For now, while remaining respectful of the many well-flagged risks, we seek to deploy capital both in world-class companies that are trading at favorable prices and in event situations that will be somewhat insulated from the movements of the market.
Markets have been looking a bit more perky lately thanks to the growing belief that central banks are about to slow their rate hikes – and in some cases suspend them. I’m not going to list everything that could turn things around because one could just as well list everything that would make things even worse. And for a financial journalist, part of the job is to be a bit garish and tend towards pessimism rather than optimism.
The Michael Ramirez cartoon, for example, apparently appeared in the April 7, 2008 edition of Investor’s Business Daily. Ironically, financial journalists were right to be a bit panicked at the time! The US recession had only recently begun, and by the end of the year it would become one of the deepest and most widespread global economic setbacks in history.
Maybe by hyperventilating everything that could possibly go wrong, maybe financial journalists can, in a very small way, prevent them from doing so? I may just be a blinkered financial reporter trying to weave a desperate narrative around the value of my own profession, but I think there are legitimate reasons for a bit of fearmongering (in moderation).

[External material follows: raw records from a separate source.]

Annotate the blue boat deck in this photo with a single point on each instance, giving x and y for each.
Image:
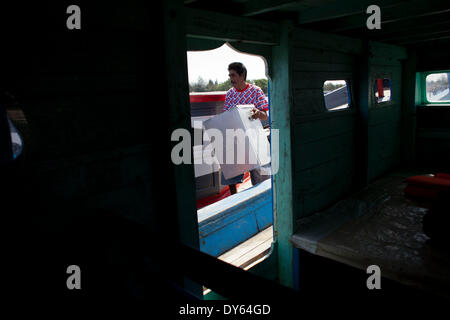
(227, 223)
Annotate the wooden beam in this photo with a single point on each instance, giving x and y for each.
(255, 7)
(218, 26)
(339, 9)
(400, 13)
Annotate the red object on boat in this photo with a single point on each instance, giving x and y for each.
(225, 192)
(426, 187)
(205, 97)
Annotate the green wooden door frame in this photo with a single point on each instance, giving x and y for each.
(282, 106)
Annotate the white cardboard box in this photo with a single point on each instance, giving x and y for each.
(244, 145)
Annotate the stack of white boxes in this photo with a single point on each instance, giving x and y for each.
(248, 131)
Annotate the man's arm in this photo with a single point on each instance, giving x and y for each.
(259, 114)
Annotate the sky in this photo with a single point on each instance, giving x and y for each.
(213, 64)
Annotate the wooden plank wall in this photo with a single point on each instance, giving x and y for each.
(323, 141)
(88, 97)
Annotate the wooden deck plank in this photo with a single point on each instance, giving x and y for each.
(249, 250)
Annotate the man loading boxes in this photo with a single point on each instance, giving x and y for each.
(242, 99)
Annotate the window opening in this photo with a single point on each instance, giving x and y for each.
(336, 94)
(383, 90)
(229, 229)
(438, 87)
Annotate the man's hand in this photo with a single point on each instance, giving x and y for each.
(258, 114)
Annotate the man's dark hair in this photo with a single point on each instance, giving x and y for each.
(239, 68)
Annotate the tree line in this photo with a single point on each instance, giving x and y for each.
(201, 85)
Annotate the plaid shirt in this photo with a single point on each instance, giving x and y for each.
(250, 95)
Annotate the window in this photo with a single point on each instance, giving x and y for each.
(438, 87)
(336, 94)
(382, 88)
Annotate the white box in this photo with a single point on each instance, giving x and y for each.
(238, 121)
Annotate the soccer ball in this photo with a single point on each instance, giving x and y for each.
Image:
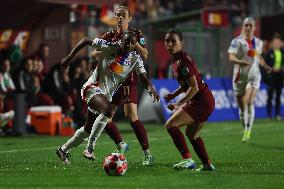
(115, 164)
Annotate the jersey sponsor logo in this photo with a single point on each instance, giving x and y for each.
(234, 44)
(120, 63)
(142, 41)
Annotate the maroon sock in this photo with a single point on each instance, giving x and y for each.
(200, 150)
(141, 134)
(113, 132)
(179, 141)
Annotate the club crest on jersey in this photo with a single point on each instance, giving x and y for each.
(119, 63)
(252, 48)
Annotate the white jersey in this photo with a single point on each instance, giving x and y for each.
(112, 70)
(249, 51)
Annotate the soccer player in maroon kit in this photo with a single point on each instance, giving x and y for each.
(192, 110)
(127, 93)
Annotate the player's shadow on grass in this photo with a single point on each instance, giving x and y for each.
(267, 147)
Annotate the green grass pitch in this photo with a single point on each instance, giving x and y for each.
(30, 162)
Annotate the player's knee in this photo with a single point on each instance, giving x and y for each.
(170, 124)
(106, 110)
(87, 128)
(131, 117)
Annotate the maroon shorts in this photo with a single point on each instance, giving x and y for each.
(125, 94)
(200, 109)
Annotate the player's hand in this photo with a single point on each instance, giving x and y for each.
(169, 97)
(173, 106)
(268, 69)
(245, 63)
(65, 62)
(153, 93)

Yet I think the broader and more important lesson is that most of the time things are going well. Not always wonderfully, and there are always people who end up losing (tragically, though, it often seems like the same groups of people are losing).
Right now we are probably witnessing an economic downturn. But given the financial health of households, there is no reason for it not to be lenient. Inflation will subside, central banks will reverse course, and a new economic expansion and bull market will begin. Things will probably be. . . good?